Determine and sketch the pairs $(x, y)$ in $\mathbb{R} \times \mathbb{R}$ that satisfy: $|x\cdot y| \leq 2$
3 Answers
HINT: When you look at the answer of Chandru1 you must think twice. Do you know any algebraic properties of the absolute value?
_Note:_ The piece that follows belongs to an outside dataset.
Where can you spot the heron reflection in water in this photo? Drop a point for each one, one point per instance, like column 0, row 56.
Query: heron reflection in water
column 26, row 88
How do you solve an inequality?
You might also like to think of different points $(x,y)=(5,5)$, $(x,y)=(5,-5)$, $(x,y)=(-5,5)$, $(x,y)=(-5,-5)$ -- are they in you set? $(x,y)=(1/5,5)$, $(x,y)=(1/5,-5)$, $(x,y)=(-1/5,5)$, $(x,y)=(-1/5,-5)$ -- are they in you set?
My suggestion:
(A) Start with the definition of absolute value $\left\vert z\right\vert $, with $z=xy,x,y\in\mathbb{R}$
$\left\vert xy\right\vert =xy\qquad \text{if}\ xy\geq 0\iff \left( x\geq 0\wedge y\geq 0\right) \vee \left( x\leq 0\wedge y\leq 0\right) $
$\left\vert xy\right\vert =-xy\qquad \text{if}\ xy<0\iff \left( x\geq 0\wedge y\leq 0\right) \vee \left( x\leq 0\wedge y\geq 0\right) $
(B) Add the condition $\left\vert xy\right\vert \leq 2\iff -2\le xy\leq 2$.
(Why?)
(C) Observe that
(i) $xy\gt 0$
in the 1st and 3rd quadrants; and
(ii) $xy\lt 0$
in the 2nd and 4th quadrants.
(Why?)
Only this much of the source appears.